Almost all Silicon Valley entrepreneurs are not rock stars, according to CEO David Friedberg. He offers metrics comparing the possible rewards and chances for success between working for an existing company and starting your own venture. He also explains the advantages and caveats of trying to make impact from inside larger organizations.
Transcript
To the sort of what I call the rock star motif of what entrepreneurism is, especially in Silicon Valley, and it's good. I mean there is a culture of taking leaps and doing big exciting things here and you're an important person if you do that. But just being an entrepreneur does not make one a rock star. The odds of the guy - or being the guy on the left are according to a study and I put the URL up there, 0.0006%, that's the odds of - I'm starting up a company and having the company be worth more than a billion dollars. However, all of the press coverage and all of the attention at Silicon Valley goes to the guy on the left. The person on the right is the status quo, your typical entrepreneur, your typical Silicon Valley startup team looks like the person on the right. There is a reason I look like I'm 50, and I'm only 31 years old, okay? The probability of being the person on the right is greater than 99%. And so, I would say, don't do a startup and don't try and solve a problem via a startup, if your goal is to have the status of the rock star entrepreneur because it is a false premise. The financial reward or the opportunity cost of doing a startup is very high. This is from that same study that I just used.
There are a lot of engineers here, I'm assuming 100% of you will have the ability to interview for a job at Google when you graduate, and if you were to get a job at Google when you graduate, the anecdotal evidence suggests that your first year salary would be about $105,000 this year. If you were to start a company and raise money from a venture capitalist and you were then able to sell that company or take that company public, your median time to doing that will be 49 months. And assuming three founders, your median expected payoff to the founders will be about $300,000 each, which works out to an annualized salary equivalent of $73,000. And the probability that you actually make no money is 67%. Okay? So, the reason for being entrepreneurial and the reason for forming a startup to solve a problem should not be for the financial rewards because the financial rewards, if that's your motivation would indicate that you are better off going to Google, going to a hedge fund, going to some other career that has stable income potential. If you were to get a job at an existing company, you would have the ability to make an impact. There would be lots of people there. There would be lots of resources there. There would be a platform upon which you could build something that could affect a lot of people. If you were to get a job at Google, they have 100 million users, if you launch the products to their 100 million users, you would have 100 million users.

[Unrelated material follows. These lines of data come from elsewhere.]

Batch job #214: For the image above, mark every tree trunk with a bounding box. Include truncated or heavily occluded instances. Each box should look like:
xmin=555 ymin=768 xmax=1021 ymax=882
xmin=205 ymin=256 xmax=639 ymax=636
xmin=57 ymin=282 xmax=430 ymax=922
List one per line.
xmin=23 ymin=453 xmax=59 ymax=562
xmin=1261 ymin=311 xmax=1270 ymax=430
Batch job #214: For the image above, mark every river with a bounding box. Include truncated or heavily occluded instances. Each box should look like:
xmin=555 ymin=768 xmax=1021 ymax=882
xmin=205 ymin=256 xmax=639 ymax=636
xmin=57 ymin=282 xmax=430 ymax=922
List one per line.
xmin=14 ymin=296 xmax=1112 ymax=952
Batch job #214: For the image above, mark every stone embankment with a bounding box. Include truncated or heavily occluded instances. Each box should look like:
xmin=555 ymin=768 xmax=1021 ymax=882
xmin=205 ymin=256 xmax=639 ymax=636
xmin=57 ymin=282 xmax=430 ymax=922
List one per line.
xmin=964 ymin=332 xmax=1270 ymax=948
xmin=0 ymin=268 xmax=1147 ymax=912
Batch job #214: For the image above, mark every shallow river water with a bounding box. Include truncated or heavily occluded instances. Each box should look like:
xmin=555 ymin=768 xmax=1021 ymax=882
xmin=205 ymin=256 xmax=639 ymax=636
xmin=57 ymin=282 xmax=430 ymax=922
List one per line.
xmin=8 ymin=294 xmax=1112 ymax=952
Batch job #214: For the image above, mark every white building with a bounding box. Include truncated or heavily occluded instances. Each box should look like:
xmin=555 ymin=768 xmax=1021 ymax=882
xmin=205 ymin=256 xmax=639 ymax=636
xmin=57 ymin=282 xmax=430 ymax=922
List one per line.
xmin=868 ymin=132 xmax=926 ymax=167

If you were to try and launch that product on your own, you would have zero users and there would be a big, big, big challenge trying to get to 100 million users. So, my point here is that it's not necessarily a bad thing to go work at a big company. You can still have the potential like growing companies and succeeding companies and successful companies to make a big impact on the world, to make a big impact and have a large number of customers use something that you build or do something that's a result of your effort. However, you need to be forewarned that at a big company, there can be a problem with misalignment. So, the big company has to make money by doing X or Y or Z and you want them to do A or B or C because you think that would be a good idea. And so the big company's decision will be to continue doing X or Y or Z and say, sorry, you can't do A or B or C. That's misalignment. And so your personal ambitions, your personal interest or your personal product idea or solution idea for a problem is not an alignment with the big company. Scale can constrain a big company's ability to do things. So, big companies might have several people involved in the decision-making process and that can make it that much more difficult for you to get a decision made that what you're trying to do is worthy of resources and worthy of showing to the 100 million users and so on and so forth.
And finally resources can't be recruited within a big company. You don't own your destiny. Resources are granted to you. You were told, here is how many people can work on your team and here is how much money you're going to have and here is how long you are allowed to apply your time for which we're paying you to do X or Y or Z. And so, there are challenges to doing things in a big company and they all need to be sort of taken into consideration. And I wanted to highlight some of these points because I don't want to say, be entrepreneurial, I want to make sure that everyone in this room walks away from this discussion today and is completely reflective about what it is you want out of life.